Em 2011, a Valec, a estatal que cuida das ferrovias brasileiras, estava com tudo pronto para fechar um daqueles negócios nebulosos que misturam dinheiro público, interesses privados e política. Famosa por conseguir conciliar essas três áreas sempre conflituosas, a Dismaf Distribuidora de Manufaturados, pequena empresa de Brasília, venceu uma licitação para vender trilhos no valor de 720 milhões de reais. Uma reportagem de Veja, porém, revelou um detalhe que passara despercebido a todos os escalões administrativos do governo. A Dismaf não poderia sequer ter participado da concorrência – e por uma razão elementar: ela estava impedida de assinar qualquer contrato com o poder público depois de ter sido listada nas investigações do escândalo do mensalão como assídua contribuinte da máquina criada pelo PT para arrecadar propina nas empresas estatais. Segundo a Polícia Federal, a Dismaf vencia as licitações e, depois, repassava parte dos lucros a partidos políticos. Seu cliente preferencial à época era o PTB, que controlava o caixa dos Correios. O contrato foi devidamente cancelado.
O quase sucesso da Dismaf era um indício veemente de que, mesmo após a descoberta do mensalão, a engrenagem clandestina continuava girando livremente. Os órgãos de controle, como o Tribunal de Contas da União (TCU) e a Controladoria-Geral da União (CGU), confirmaram as irregularidades n licitação. A CGU chegou a determinar a abertura de processo de processo disciplinar contra funcionários da Valec responsáveis pelo favorecimento à empresa.

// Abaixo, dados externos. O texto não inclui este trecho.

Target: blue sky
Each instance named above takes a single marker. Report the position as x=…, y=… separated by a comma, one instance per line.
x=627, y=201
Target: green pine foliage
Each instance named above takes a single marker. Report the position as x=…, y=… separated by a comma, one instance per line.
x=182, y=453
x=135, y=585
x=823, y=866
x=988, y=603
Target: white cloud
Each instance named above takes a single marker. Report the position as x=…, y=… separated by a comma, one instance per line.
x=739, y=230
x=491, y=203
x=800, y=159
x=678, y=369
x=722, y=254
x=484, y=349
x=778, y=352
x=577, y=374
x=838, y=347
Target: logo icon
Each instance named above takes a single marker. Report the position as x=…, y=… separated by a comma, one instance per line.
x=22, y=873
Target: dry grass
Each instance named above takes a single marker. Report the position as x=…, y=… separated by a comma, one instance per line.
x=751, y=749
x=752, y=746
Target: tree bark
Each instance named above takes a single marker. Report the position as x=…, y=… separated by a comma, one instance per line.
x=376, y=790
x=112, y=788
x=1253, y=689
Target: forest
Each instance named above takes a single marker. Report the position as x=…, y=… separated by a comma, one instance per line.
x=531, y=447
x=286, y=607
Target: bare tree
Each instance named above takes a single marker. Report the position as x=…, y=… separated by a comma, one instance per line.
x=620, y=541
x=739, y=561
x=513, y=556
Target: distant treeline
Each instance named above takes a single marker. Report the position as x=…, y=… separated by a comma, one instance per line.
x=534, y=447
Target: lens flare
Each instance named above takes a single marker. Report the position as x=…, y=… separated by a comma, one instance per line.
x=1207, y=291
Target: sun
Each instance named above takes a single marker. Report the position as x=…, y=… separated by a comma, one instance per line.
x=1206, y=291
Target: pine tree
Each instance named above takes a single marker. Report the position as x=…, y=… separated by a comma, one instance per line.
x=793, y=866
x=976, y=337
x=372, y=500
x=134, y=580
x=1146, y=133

Para evitar que a situação se repetisse, o TCU baixou uma série de recomendações. Uma delas determinava o fatiamento da compra de trilhos, para impedir que o processo beneficiasse um só fornecedor. No fim de 2012, com todos os cuidados observados, a licitação recomeçou do zero. O pregão ocorreu em 14 de janeiro passado. Apenas uma empresa se interessou pelo negócio, a PNG Brasil Produtos Siderúrgicos. A corrupção aparentemente esbarra nos obstáculos criados pelo – mas só aparentemente.
Uma pequena checagem de documentos permite descobrir alguns detalhes interessantes sobre a PNG. Ela se apresentou associada a uma fabricante chinesa de trilhos, coincidentemente a mesma que na licitação cancelada em 2011 faria parceria com a Dismaf. Até novembro do ano passado, antes da licitação, a PNG pertencia à própria Dismaf e tinha como sócios os irmãos Alexandre e Basile Pantazis, os mesmos donos da Dismaf, esse último também tesoureiro do PTB. Para disputar a licitação, a dupla fez uma maquiagem na empresa. Mudou o nome para PNG, transferiu o controle societário para os filhos, dois jovens estudantes, e foi à luta. Foi a única concorrente no pregão – e venceu a primeira leva, no valor de 320 milhões de reais.
A Valec não vê nada de errado no processo. Sustenta que, por ter sócios diferentes dos da Dismaf, nada impedia que a PNG participasse da licitação. Como nos casos anteriores envolvendo os donos da Dismaf, essa nova licitação também já está sob suspeita. O TCU apontou indícios de favorecimento à empresa e determinou a suspensão provisória do processo. Mas os Pantazis, persistentes que são, já avisaram que não vão desistir – e nem vêem por quê. Afinal, segundo o próprio Basile contou a amigos, ele deixou o cargo de tesoureiro do PTB para evitar qualquer suspeita sobre seus negócios.